One simple approach to this is captured by the Unix
madvise subroutine permits a process to advise the system about its expected future behavior in referencing a mapped file region or anonymous memory region."
MADV_NORMAL:
The system provides no further special treatment for the memory region
MADV_RANDOM
: The system expects random page references to that memory region.
MADV_SEQUENTIAL:
The system expects sequential page references to that memory region.
MADV_WILLNEED
: The system expects the process will need these pages.
MADV_DONTNEED:
The system expects the process does not need these pages
MADV_SPACEAVAIL:
The system will ensure that memory resources are reserved
Parallel programming languages provide a natural way of expressing a computation to be executed in parallel.
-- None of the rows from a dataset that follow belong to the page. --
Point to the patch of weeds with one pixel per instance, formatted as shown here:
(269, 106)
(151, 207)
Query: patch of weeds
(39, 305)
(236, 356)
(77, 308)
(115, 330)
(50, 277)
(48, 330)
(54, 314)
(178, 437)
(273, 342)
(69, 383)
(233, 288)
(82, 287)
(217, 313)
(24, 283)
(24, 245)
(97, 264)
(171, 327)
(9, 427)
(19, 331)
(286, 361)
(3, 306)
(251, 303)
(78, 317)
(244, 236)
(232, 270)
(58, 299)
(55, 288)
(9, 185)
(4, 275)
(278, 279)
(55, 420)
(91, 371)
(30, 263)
There are three principle mapping dilemmas: how to distribute the computation across the physical processors, how to distribute the data and how to perform synchronization. A common source of mapping conflicts is in the layout of matrices. As a simple example consider that if the compiler distributes the ith rows of two matrices A and B to the same processor, then matrix addition will require no communications overhead, but matrix multiplication will be communication intensive
HPF (High-Performance Fortran) provides some support for this using pragmas that allow the programmer to direct the compiler to use specific layouts and distributions to processors
This is, of course, not very different from register and inline in C/C++
A dissertation from UW about 8 years ago, by Gail Alverson, was similar in many ways to this; a key point about Gail's work was that for some parallel language constructs, the only way to get efficient implementations on some classes of machines was to have multiple, independent base interfaces but to have the implementations of those modules interact with each other closely and directly
There are numerous other examples from communications, from databases, more from OS, etc.
Key questions include
What are appropriate modules for OI?
I think one absolute requirement is that the function of the module is extremely well-understood; it's hard enough to build effective base interfaces at first, so trying to build a meta-interface from the beginning, without experience in terms of the functions provided, is likely to fail
Are there design techniques for producing OI modules?